Write a find command that finds all *.odf files created in September 2009.

touch -t 200908312359 marker_start
touch -t 200910010000 marker_end
find . -type f -name "*.odf" -newer marker_start ! -newer marker_end

The exclamation mark ! -newer can be read as not newer.

Count the number of *.conf files in /etc and all its subdirs.
```
find /etc -type f -name '*.conf' | wc -l
```
Here are two commands that do the same thing: copy *.odf files to /backup/ . What would be a reason to replace the first command with the second? Again, this is an important question.
```
cp -r /data/*.odf /backup/

find /data -name "*.odf" -exec cp {} /backup/ \;
```
The first might fail when there are too many files to fit on one command line.
Create a file called loctest.txt.
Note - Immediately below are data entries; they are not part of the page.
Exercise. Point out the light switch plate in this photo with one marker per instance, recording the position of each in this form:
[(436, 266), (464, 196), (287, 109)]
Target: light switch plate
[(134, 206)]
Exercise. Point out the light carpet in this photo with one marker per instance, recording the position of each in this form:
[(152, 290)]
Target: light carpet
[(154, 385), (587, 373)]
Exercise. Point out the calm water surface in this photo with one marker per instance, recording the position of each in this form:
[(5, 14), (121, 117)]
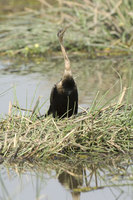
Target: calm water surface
[(30, 79)]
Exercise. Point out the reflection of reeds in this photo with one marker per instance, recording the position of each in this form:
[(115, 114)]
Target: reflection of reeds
[(100, 28), (99, 130), (77, 174)]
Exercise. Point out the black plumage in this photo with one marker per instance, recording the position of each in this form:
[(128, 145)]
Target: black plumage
[(64, 94)]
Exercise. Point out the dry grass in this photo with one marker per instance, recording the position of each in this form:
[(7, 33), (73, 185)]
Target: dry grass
[(108, 130)]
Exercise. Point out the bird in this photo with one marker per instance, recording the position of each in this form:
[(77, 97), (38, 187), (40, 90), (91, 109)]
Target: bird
[(64, 94)]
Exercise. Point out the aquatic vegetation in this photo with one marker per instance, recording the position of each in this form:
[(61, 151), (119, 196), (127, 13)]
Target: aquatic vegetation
[(106, 130)]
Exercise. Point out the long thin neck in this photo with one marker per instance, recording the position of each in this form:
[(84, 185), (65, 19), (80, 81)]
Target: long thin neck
[(66, 60)]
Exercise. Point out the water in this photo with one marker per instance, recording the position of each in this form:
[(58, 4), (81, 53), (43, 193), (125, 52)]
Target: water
[(100, 79), (28, 79), (105, 179)]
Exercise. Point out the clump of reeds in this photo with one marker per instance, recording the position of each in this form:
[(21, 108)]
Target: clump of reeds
[(106, 130)]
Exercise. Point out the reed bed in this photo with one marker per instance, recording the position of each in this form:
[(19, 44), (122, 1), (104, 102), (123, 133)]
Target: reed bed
[(99, 28), (107, 130)]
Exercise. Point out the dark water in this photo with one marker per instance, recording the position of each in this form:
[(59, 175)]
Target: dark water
[(111, 179), (30, 79), (100, 80)]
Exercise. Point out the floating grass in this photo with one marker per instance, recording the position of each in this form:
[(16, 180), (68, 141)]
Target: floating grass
[(107, 130)]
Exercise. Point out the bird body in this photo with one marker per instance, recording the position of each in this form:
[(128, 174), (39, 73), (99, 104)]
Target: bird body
[(64, 94)]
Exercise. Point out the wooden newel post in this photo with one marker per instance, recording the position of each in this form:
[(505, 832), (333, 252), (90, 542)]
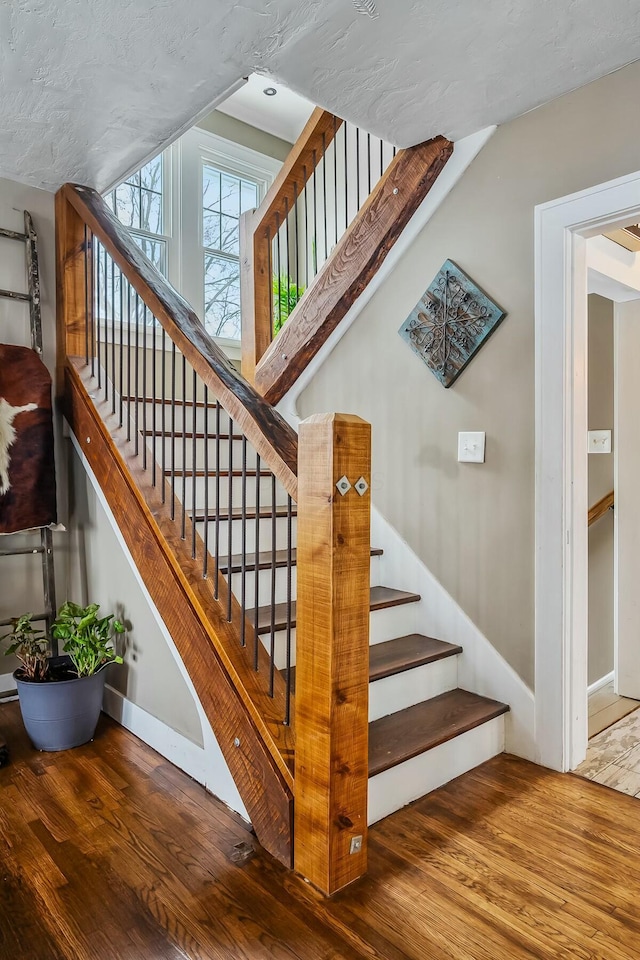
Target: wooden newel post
[(332, 650), (74, 282)]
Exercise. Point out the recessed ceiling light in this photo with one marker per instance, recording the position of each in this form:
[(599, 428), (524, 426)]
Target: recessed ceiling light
[(367, 7)]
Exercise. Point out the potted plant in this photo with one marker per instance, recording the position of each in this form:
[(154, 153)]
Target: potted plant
[(61, 697)]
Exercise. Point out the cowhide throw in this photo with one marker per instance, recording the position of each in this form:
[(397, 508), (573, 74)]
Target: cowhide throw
[(27, 469)]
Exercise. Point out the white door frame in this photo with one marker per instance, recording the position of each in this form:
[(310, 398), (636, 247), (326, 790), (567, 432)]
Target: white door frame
[(561, 584)]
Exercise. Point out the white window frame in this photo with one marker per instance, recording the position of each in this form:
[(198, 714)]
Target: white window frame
[(182, 206)]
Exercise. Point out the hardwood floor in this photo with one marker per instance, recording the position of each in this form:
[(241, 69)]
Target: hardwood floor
[(107, 851), (606, 708)]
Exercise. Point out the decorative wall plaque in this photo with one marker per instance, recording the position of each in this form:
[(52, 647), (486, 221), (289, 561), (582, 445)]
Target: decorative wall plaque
[(450, 323)]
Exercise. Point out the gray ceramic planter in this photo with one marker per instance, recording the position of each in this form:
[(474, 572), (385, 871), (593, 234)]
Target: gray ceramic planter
[(62, 714)]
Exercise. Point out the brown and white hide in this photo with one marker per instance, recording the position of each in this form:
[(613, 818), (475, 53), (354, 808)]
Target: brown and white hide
[(27, 468)]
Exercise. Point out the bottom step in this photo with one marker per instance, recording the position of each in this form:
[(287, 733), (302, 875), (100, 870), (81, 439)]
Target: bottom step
[(425, 746)]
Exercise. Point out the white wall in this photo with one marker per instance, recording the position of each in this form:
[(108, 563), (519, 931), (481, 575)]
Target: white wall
[(601, 390), (627, 508)]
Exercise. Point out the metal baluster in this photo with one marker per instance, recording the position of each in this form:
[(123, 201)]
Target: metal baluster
[(278, 269), (205, 556), (324, 193), (243, 555), (314, 246), (164, 414), (272, 630), (256, 639), (144, 387), (137, 374), (346, 177), (357, 169), (86, 298), (128, 360), (287, 714), (295, 223), (121, 376), (193, 470), (335, 176), (154, 402), (183, 514), (229, 518), (216, 545), (113, 337), (173, 430)]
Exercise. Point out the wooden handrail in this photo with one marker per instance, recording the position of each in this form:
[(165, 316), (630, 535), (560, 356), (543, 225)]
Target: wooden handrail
[(258, 227), (266, 430), (600, 508), (274, 365)]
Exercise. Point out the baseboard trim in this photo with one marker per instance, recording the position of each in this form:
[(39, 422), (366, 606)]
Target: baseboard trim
[(598, 684), (173, 746)]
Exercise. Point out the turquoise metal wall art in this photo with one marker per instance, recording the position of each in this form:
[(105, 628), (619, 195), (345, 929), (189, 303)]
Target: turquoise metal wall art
[(450, 323)]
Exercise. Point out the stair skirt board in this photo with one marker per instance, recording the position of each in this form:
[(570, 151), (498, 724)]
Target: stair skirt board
[(395, 788)]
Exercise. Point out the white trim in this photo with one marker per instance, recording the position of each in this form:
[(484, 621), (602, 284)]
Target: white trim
[(210, 766), (599, 684), (561, 229)]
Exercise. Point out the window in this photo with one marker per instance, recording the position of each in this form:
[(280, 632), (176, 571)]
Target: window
[(224, 197), (183, 208), (139, 203)]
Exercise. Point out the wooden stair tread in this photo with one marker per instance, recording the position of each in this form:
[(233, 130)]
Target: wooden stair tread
[(264, 560), (250, 514), (380, 599), (410, 732), (404, 653)]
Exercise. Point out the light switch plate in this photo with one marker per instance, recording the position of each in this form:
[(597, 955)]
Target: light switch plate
[(471, 447), (599, 441)]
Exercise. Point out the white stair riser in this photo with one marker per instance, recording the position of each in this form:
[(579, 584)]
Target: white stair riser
[(184, 487), (236, 535), (395, 788), (394, 622), (413, 686)]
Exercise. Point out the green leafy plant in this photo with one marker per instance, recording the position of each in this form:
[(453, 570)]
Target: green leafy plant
[(30, 646), (286, 294), (87, 638)]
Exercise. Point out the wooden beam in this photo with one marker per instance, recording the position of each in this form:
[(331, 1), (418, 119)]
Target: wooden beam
[(268, 433), (197, 623), (259, 227), (73, 286), (600, 508), (351, 266), (332, 641)]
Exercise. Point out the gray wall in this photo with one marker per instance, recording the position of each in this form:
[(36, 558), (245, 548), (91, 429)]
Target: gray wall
[(239, 132), (601, 553), (21, 577), (473, 525)]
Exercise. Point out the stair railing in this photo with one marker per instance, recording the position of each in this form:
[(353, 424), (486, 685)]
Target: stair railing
[(146, 389), (326, 224)]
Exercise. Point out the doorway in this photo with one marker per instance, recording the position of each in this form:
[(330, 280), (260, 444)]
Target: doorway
[(563, 228)]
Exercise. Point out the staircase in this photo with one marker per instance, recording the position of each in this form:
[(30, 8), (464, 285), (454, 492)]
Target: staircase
[(330, 706), (415, 705)]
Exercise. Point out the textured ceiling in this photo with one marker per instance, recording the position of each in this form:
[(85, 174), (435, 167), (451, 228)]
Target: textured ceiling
[(90, 87)]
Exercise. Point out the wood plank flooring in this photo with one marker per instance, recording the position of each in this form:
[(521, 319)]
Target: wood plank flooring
[(606, 708), (107, 852)]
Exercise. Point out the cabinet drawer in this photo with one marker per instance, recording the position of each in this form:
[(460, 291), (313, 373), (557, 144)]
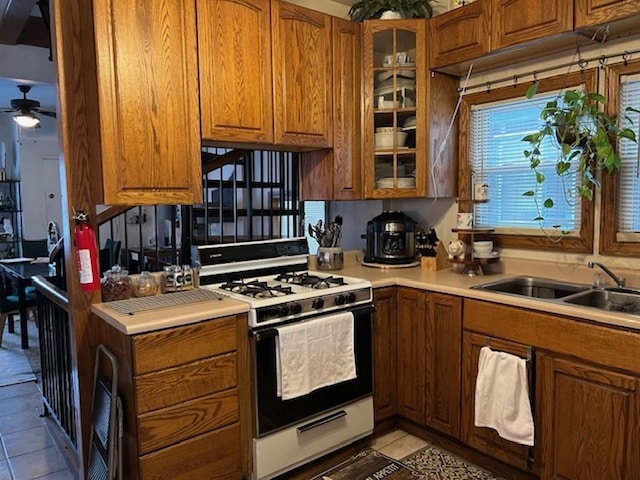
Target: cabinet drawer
[(184, 344), (214, 456), (167, 426), (187, 382)]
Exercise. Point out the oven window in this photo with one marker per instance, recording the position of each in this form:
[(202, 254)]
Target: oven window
[(275, 413)]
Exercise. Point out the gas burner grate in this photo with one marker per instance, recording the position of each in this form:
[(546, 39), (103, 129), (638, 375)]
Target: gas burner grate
[(308, 280), (256, 289)]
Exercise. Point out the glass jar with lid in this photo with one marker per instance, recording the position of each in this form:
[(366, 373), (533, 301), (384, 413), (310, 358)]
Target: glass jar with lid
[(145, 285), (116, 284)]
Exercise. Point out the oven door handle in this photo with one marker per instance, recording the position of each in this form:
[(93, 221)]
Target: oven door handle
[(321, 421)]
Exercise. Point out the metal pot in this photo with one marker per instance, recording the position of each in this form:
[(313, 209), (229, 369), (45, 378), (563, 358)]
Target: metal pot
[(391, 239)]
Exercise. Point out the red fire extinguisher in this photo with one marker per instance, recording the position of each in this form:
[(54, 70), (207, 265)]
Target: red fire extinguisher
[(87, 253)]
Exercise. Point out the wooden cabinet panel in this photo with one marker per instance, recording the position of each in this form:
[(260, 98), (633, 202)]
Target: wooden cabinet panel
[(384, 353), (213, 456), (174, 346), (597, 12), (234, 56), (443, 363), (515, 22), (590, 415), (167, 426), (147, 81), (411, 354), (302, 63), (460, 34), (337, 174), (170, 387), (482, 438)]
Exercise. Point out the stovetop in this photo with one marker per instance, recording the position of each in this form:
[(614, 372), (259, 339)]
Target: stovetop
[(277, 287)]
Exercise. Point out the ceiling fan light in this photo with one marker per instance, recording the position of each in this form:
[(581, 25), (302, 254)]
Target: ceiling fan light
[(27, 120)]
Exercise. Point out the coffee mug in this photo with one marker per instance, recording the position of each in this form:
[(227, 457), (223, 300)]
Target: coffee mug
[(480, 191), (464, 220)]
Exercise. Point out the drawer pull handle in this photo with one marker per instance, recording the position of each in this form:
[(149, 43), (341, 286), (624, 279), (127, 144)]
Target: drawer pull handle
[(321, 421)]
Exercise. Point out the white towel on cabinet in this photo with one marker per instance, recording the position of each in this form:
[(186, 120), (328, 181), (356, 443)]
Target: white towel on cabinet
[(502, 396), (314, 354)]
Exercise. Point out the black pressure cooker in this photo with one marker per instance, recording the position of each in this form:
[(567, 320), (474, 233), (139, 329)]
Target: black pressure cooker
[(391, 239)]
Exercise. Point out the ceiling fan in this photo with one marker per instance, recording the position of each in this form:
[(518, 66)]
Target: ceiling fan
[(26, 109)]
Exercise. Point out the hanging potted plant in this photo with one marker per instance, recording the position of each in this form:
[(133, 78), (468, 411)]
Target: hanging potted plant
[(586, 139), (374, 9)]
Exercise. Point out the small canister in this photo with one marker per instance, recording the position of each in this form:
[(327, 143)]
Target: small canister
[(116, 284)]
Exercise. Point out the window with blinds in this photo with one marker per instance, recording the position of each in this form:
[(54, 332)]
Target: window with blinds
[(629, 186), (496, 156)]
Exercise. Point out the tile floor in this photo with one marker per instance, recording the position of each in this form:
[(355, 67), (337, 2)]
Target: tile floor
[(27, 451), (398, 444)]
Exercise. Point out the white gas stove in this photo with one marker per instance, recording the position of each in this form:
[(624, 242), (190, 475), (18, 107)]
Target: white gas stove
[(277, 285)]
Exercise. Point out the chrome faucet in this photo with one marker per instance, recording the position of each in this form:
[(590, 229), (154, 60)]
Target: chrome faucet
[(620, 281)]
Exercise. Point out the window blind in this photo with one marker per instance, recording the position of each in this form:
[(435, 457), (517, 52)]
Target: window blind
[(496, 155), (629, 187)]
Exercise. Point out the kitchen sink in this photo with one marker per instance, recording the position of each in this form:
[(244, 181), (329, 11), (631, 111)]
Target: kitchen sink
[(612, 299), (534, 287)]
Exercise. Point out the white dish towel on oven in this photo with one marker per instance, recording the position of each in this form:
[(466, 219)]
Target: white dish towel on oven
[(314, 354), (502, 396)]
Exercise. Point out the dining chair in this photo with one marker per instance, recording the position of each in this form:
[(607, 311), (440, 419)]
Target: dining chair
[(10, 306)]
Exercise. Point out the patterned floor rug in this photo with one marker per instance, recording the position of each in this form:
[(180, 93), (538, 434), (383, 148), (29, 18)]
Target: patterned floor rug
[(433, 463), (369, 465)]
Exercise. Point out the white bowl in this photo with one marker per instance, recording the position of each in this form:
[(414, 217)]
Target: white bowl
[(483, 247), (385, 139)]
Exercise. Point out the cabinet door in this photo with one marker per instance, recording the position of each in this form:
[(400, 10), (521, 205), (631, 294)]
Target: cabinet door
[(519, 21), (596, 12), (147, 74), (411, 354), (394, 123), (337, 174), (482, 438), (460, 34), (443, 365), (384, 353), (302, 65), (590, 415), (234, 56)]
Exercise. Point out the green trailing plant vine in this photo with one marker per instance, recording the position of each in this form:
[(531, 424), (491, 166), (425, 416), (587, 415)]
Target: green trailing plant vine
[(586, 139), (372, 9)]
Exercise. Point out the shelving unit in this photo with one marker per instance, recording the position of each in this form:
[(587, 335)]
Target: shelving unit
[(473, 264), (10, 219)]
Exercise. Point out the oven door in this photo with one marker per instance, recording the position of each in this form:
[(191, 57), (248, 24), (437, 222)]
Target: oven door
[(274, 413)]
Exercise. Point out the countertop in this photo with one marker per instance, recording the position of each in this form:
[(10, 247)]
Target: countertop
[(443, 281), (151, 320)]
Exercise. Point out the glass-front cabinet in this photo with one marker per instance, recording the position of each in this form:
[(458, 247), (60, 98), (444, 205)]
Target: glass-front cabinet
[(394, 93)]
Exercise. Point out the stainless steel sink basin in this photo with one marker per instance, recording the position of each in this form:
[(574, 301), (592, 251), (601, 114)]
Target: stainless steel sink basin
[(534, 287), (611, 299)]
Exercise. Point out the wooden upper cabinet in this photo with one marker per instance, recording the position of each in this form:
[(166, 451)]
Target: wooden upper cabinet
[(147, 79), (234, 56), (597, 12), (302, 64), (515, 22), (590, 421), (336, 174), (460, 34)]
Can you find this file with locate ? Why not ? How do you make locate find this file ?

You cannot locate this with locate because it is not yet in the index.

```bash
updatedb
```

Use find and -exec to rename all .htm files to .html.

student@linux ~$ find . -name '*.htm'
./one.htm
./two.htm
student@linux ~$ find . -name '*.htm' -exec mv {} {}l \;
student@linux ~$ find . -name '*.htm*'
./one.html
./two.html

Issue the date command. Now display the date in YYYY/MM/DD format.
```
date +%Y/%m/%d
```
Issue the cal command. Display a calendar of 1582 and 1752. Notice anything special?
```
cal 1582
```
Remark that the calendars are different depending on the locale.